Por Wendell Marcel
"Novo filme dos irmãos Dardenne é um drama social e psicológico excepcional"
Jean-Pierre e Luc Dardenne são ambos vencedores por duas vezes do maior prêmio do Festival de Cannes, a Palma de Ouro. Em seu mais novo drama, Dois Dias, Uma Noite, os irmãos reiteram a ideia de cinema próximo da realidade, com planos longos, sem muitos cortes, provocando no espectador a sensação de tempo e espaço no mesmo compasso em que as horas do dia passam, tornando a narrativa fluída um artifício psicológico para acompanhar a jornada de Sandra. É realmente um belo trabalho de cinema.
O filme conta a história de Sandra, uma mulher que durante um final de semana precisa convencer seus colegas de trabalho a votar para que ela continue no emprego, contudo, para isso eles terão que optar em não aceitar um bônus caso ela fique na empresa. Nesse contexto, o texto primoroso dos roteiristas encara a situação econômica e social que a França passa nos últimos anos, e no seu sentido macro, boa parte da Europa. Para Sandra, e sobretudo para o seu marido, Manu, o seu emprego é necessário para que as contas da casa estejam em dia. Por outro lado, a personagem além de ter que enfrentar olho no olho cada colega de trabalho, e tentar convencer cada um a renegar um extra no salário do fim do mês (o que faz "uma grande diferença quando colocar as contas em dia"), ela também precisa superar uma grave depressão que a impossibilitou de continuar no trabalho 3 meses atrás.
Na jornada do fim de semana, enquanto visita um por um dos funcionários na empresa em que trabalha, os Dardenne, através de Sandra, vão apresentando como está constituída a moral dos franceses pós-crise mundial, representada quando as personagens indagam se o outro aceitou votar a favor de dela, e se ela, em um momento de empatia, se colocaria no lugar deles. Afinal, a grande maioria daquelas pessoas possuem mulheres e maridos, e filhos, casa para bancar e etc. As pessoas também poderiam se colocar no lugar de Sandra, que corre o risco de perder o emprego; pois ela também possui uma família. No entanto, Sandra pouco defende essa perspectiva, aceitando facilmente em alguns casos a decisão dos colegas desfavorável a ela.

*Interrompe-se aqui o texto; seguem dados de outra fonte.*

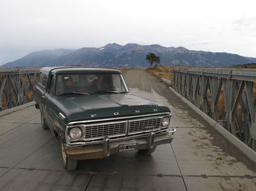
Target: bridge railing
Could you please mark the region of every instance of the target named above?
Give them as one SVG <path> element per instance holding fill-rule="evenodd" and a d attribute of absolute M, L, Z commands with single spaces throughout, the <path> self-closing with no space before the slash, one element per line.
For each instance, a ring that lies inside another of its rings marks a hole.
<path fill-rule="evenodd" d="M 0 111 L 33 100 L 40 67 L 0 67 Z"/>
<path fill-rule="evenodd" d="M 174 89 L 256 151 L 256 69 L 174 69 Z"/>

O diálogo que a protagonista tem com os coadjuvantes é muito bem dirigido, e a competência dos atores e atrizes está fortemente direcionado para essas cenas de enfrentamento. A fragilidade psicológica de Sandra frente à fragilidade econômica e moral do Julien, Kader, Willy e outros. Não podemos inferir ganância dos colegas de trabalho, mas talvez uma certa individualidade com a situação econômica do outrem, nesse caso o de Sandra que, nos intervalos das visitas, tem várias crises emocionais, pensando sempre em desistir, em voltar pra casa e deitar solitariamente na cama. O seu marido, personagem interpretado pelo excelente Fabrizio Rongione, tem importante papel no direcionamento de Sandra para conseguir o maior número de votos para manter-se no emprego. Voto a voto, pessoa a pessoa, "colega" a "colega" Sandra vai percebendo o quão difícil é saber em que momento podemos contar com as pessoas que antes diziam ser nossos amigos. Metaforicamente, os amigos se contam com os dedos da mão, ou com o número total de votos...
É principalmente pelo trabalho de Marion Cotillard, que interpreta o papel de Sandra, que Dois Dias, Uma Noite tem em sua estrutura uma carga dramática que não sofre desníveis em momento algum. A atriz, em confiança com os diretores, desempenha em várias cenas master uma ação dramática incorrigível, dando ao espectador a sensação de que ela está profundamente imersa na personagem. O percurso da ação dramática perpassa os atos até chegar em um clímax que dialoga mais profundamente com os significados retratados no decorrer do filme, aspectos como moral e ética. É Sandra agora o sujeito que será testado por uma decisão; dilema já contado pelos cineastas em outro grande filme, O Garoto da Bicicleta. Sublime!